Open Source
Open Source Is Dead! Long Live Open Source!
Holly Ross, NTEN
That's right, I said it.
What I really mean is that open source, as we knew it, is dead. Over the last decade, what we've been talking about when we say "open source" is "open code" -- a set of zeroes and ones that we can configure to our heart's desire.
But, have you ever implemented an open source solution? We have here at NTEN. We use all kinds of open source tools, including our content management system, Drupal. Sure, it's highly customizable -- by a highly trained staffer, or a highly paid consultant. The code was free, but we paid consultants tens of thousands of dollars to get our implementation up and running.
To me, open source code isn't necessarily any better than proprietary code.
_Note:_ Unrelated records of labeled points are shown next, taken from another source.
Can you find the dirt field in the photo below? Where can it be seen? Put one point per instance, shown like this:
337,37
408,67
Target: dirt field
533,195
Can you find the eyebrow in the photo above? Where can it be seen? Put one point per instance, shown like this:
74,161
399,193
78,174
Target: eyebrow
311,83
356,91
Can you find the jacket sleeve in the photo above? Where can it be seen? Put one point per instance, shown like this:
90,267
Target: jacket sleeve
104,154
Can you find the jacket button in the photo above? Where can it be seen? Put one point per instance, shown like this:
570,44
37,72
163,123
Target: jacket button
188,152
The costs, in time and money, are just placed elsewhere. The old arguments for open source software adoption are dead to me.
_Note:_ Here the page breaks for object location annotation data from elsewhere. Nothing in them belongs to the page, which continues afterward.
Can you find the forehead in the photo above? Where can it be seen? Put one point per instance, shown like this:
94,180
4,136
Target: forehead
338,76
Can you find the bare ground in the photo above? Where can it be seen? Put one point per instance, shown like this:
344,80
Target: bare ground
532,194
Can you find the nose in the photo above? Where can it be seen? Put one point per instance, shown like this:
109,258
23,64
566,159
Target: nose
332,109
But please: promise to read the rest of this before you start sending me hate mail.
"Live Together, Die Alone"*
For years and years -- basically, as long as software has been purchased by nonprofit organizations -- the basic model has been: a nonprofit organization pays a fee (sometimes rather large) to a software maker for a copy of software to install on your desktop or server to do a particular task, whether it be tracking donations and constituents, tracking clients, running campaigns, or the like.
What this meant was that each individual organization spent thousands -- or tens, or hundreds of thousands -- of dollars a year to implement software for their organization. The economics of that form of IT investment are hard to manage in a climate where the survival of nonprofits is increasingly endangered, and many are closing or merging.
But other models exist -- namely implementing, investing, and collaborating in open source software.